Évoquant jeudi le déploiement de «matériel stratégique» en Corée du Sud, la Maison-Blanche cherche une réponse à la nucléarisation du régime communiste qui a procédé à son sixième essai nucléaire le 3 septembre dernier. Cette montée en puissance s’accompagne d’une guerre des mots entre Kim Jong-un et Donald Trump, qui a menacé le 20 septembre à l’assemblée générale de l’ONU d’«anéantir la Corée du Nord». Le président américain s’en est aussi pris à l’Iran, qu’il accuse de ne pas respecter l’accord nucléaire de juillet 2015.
Concordance de calendrier et de lieu, une cinquantaine d’États ont commencé dans le même cadre onusien à ratifier un traité bannissant les armes nucléaires de la planète. Cette initiative a été critiquée par les puissances nucléaires qui craignent que ce texte vienne concurrencer le traité sur la non-prolifération des armes nucléaires (TNP) signé en 1968. Sur fond de crise nucléaire avec Pyongyang et de tensions avec Téhéran, Le Figaro analyse les risques de prolifération.
Le traité sur la non-prolifération des armes nucléaires est-il menacé?

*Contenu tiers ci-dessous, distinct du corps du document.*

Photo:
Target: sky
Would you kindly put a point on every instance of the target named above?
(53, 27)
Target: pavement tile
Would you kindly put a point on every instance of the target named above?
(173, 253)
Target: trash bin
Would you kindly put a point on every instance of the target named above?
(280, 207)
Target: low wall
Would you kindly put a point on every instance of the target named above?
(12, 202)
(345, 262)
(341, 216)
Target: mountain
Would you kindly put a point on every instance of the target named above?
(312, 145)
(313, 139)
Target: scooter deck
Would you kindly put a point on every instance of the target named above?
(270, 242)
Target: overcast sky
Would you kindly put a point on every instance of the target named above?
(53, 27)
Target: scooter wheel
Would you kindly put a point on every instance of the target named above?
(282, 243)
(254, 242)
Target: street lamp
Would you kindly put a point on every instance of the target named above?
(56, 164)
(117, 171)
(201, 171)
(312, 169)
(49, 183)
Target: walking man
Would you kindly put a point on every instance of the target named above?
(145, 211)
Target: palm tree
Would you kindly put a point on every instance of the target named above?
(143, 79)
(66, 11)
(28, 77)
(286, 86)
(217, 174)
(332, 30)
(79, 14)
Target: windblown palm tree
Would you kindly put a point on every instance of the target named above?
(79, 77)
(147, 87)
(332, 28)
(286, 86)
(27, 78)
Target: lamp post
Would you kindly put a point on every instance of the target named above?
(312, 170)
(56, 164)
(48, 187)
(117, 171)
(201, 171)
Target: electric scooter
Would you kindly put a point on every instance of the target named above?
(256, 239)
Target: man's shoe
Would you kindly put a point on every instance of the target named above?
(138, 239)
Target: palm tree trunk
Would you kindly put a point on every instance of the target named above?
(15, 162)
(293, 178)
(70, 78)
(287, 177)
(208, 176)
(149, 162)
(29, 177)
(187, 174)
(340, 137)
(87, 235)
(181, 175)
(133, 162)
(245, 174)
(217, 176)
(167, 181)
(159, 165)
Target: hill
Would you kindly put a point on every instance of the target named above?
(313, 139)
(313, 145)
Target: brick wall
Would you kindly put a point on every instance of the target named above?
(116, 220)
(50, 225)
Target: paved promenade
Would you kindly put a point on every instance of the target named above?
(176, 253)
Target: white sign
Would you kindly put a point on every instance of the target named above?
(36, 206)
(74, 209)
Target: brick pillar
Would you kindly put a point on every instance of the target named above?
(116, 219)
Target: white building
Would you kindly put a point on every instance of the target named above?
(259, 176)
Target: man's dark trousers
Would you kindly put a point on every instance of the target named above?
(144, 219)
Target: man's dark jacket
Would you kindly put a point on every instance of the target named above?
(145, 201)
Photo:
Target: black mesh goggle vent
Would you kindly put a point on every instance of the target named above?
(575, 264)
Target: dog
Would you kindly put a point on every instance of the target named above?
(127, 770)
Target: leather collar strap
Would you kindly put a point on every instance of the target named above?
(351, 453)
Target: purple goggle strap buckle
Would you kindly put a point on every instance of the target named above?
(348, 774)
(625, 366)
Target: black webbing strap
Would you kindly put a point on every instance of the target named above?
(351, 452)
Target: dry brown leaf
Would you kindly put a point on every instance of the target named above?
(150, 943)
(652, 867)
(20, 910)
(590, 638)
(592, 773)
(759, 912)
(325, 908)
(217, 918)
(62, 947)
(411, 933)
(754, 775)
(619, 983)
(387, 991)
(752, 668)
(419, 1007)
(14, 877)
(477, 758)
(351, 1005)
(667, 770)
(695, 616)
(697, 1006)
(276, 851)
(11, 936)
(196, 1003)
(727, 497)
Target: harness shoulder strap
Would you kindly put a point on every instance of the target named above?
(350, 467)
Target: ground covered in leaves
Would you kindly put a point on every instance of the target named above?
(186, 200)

Pyongyang, qui faisait partie du TNP depuis 1985, en est sorti unilatéralement en 2003. «C’est une première, qui crée un précédent car aucun dispositif contraignant n’a permis de l’en empêcher», explique Barthélémy Courmont, maître de conférences à l’Institut catholique de Lille et directeur de recherche à l’IRIS. «D’autres puissances nucléaires ne font pas partie du TNP, mais l’ont toujours condamné», précise-t-il. Non-signataires, l’Inde, le Pakistan et Israël possèdent effectivement la bombe, quoique de façon non-officielle dans le cas de Tel-Aviv. New Delhi et Islamabad reprochent au traité de créer une discrimination entre les États dotés d’armes nucléaires (les cinq membres permanents du conseil de sécurité de l’ONU) et le reste des autres États qui n’y ont pas le droit.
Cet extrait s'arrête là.